Official Code for reproductivity of the NeurIPS 2023 paper: Adversarial Examples Are Not Real Features
13 stars 2 forks source link

Paper Queries #3

Closed DeepOceanDeep closed 5 months ago

DeepOceanDeep commented 6 months ago

Hey,

I've got a few questions about some points in the paper. When you mention that adversarial examples aren't real features, does that also mean that using FGSM and its optimal perturbations isn't helpful for tasks other than classification?

Also, with non-robust features, starting from noise results in final images that look like noise, but when you feed them into a classifier, they still get classified with high probability. Have you looked into how starting from noise or from an image affects classification confidence?

And what's the difference between generating optimal perturbations with FGSM and creating non-robust features?

Thank you

Charles20021201 commented 5 months ago

Hi, Thanks for reading our work! I may answer your questions as follows:

(1) Do you mean "transferable" by "helpful"? As we show experimentally, the adversarial perturbations hardly transfer between paradigms (Generative v.s. discriminative). I believe FGSM is likely to behave similarly to the PGD attack considered in the paper.

(2) Yes.
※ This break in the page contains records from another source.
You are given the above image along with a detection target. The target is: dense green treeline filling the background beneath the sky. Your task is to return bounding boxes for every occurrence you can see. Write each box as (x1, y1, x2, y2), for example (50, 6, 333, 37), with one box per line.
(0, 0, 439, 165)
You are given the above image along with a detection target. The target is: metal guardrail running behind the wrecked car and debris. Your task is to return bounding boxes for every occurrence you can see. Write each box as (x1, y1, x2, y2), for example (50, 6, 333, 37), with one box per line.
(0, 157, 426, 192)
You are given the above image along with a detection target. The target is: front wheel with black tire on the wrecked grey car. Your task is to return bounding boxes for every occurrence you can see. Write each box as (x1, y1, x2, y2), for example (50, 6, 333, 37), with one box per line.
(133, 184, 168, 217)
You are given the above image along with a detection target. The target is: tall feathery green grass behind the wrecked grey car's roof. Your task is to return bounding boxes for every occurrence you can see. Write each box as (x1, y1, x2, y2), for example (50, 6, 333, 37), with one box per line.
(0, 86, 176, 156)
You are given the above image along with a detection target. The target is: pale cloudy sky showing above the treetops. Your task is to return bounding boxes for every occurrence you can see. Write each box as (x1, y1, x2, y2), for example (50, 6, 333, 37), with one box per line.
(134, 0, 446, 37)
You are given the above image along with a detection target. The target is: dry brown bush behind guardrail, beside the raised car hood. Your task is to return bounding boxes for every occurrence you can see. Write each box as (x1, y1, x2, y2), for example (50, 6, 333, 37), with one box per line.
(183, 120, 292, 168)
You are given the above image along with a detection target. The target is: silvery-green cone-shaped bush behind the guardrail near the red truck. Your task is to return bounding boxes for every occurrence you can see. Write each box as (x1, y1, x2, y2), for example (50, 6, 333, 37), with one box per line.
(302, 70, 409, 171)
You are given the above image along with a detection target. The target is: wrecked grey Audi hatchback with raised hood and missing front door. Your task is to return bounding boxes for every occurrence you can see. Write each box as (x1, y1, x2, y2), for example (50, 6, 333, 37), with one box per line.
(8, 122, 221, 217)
We observed that non-robust datasets construced from noise (denoted as D_noise) exhibited worse performance than those constructed from natural images (denoted as D_natural). For example, using the CIFAR10 dataset, a ResNet-18 trained on D_noise achieves around 30% lower test accuracy than that trained on D_natural.

(3) First of all, I am afraid that FGSM does NOT bring optimal perturbations since there are many stronger adversarial attacks, e.g., PGD and CW attack. FGSM, which is essentially an optimization algorithm, can be used to find non-features.

If there are more questions, just ask! Charles

DeepOceanDeep commented 5 months ago

Thanks for your thoughts and answers @Charles20021201 Regarding Question3 I mean, is there any difference between optimal perturbation achieved by attacks like FGM, PGD, CW, etc. and non-robust features? I feel these are the same concepts under different name.

Charles20021201 commented 5 months ago

Thanks for your thoughts and answers @Charles20021201 Regarding Question3 I mean, is there any difference between optimal perturbation achieved by attacks like FGM, PGD, CW, etc. and non-robust features? I feel these are the same concepts under different name.

Hi, I would say there are still subtle differences between adversarial perturbations and non-robust features. For example, consider using PGD to attack a robustly trained model. Since the robust model mostly relies on robust features, the resulting adversarial perturbations are more like robust features rather than non-robust ones. But your intuition is mostly correct, given a natural model and some data, adversarial attacks are indeed the most common way to find non-robust features

DeepOceanDeep commented 5 months ago

Thanks very very much @Charles20021201 for your insight and helpful answer. Appreciate it!